Excelente texto. Mas o Galeto Braun já existia no início dos anos 80. Lembro de ir lá, criança com meu pai, após brincar na recem-reformada praça Gonçalves Ledo.
Morei na Av. Pará e tinha o passaporte da Centenário como apoio pra lanchar no retorno das tocadas .
Por favor, Sr. Ticianeli, continue com esses seus trabalhos que são de grande importância, principalmente para nós que vivenciamos, essa época, muito obrigado
Muito bom, Ticianeli! Você é o grande cronista da história alagoana. Apenas senti falta dos passaportes do 7 Coqueiros
BOAS RECORDAÇÕES! PASSAPORTE DO GAÚCHO, QUE PASSAPORTE GOSTOSO, EU E MEU ESPOSO NA ÉPOCA MEU NAMORADO, SEMPRE COMÍAMOS NO PASSAPORTE DO GAÚCHO COM SUCO DE MANGABA! O MELHOR !! 🥰
Nasci em 1960, comecei a frequentar o passaporte do gaúcho na Centenário (mais precisamente em frente a praça, na rua Santa Rita de Cassia) por volta de 1975/1976, lembro que ainda era solteiro.

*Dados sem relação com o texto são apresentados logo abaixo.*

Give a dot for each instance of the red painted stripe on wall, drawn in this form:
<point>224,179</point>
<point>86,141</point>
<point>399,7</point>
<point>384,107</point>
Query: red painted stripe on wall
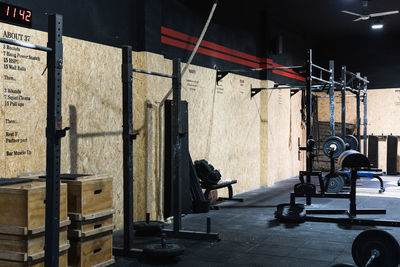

Quanto ao comentário de Sérgio Moreira, o passaporte do 7 coqueiros não era o Gaúcho, era o famoso ZipZip…
Me lembro quando a galera vinha do surf da praia do pontal e trapiche caminhando até a praia na avenida no finalzinho da tarde.
Ficávamos até o início da noite esperando para meter bronca no sanduíche mais gostoso da cidade.
Linda história! Conheci muito. Morava na rua da praia.Parabéns! O melhor era o passaburguer com carne!
Trailer na praça Santa Rita com praça centenário.
Anos 70.
Um amigo comia que ficava com maionese até na orelha.
Bons tempos….
Sou cliente com meu filho até hoje.
História impressionante!!! Excelente trabalho de pesquisa….. Sou Alagoano, sou de Maceió, moro no Rio de Janeiro, capital desde 2007. Faz muita falta aqui o Passaporte do Gaúcho, o galeto prensado e a maionese de milho então, kkkkkk. É visita certa quando vou a Maceió ver família…. Grande abraço….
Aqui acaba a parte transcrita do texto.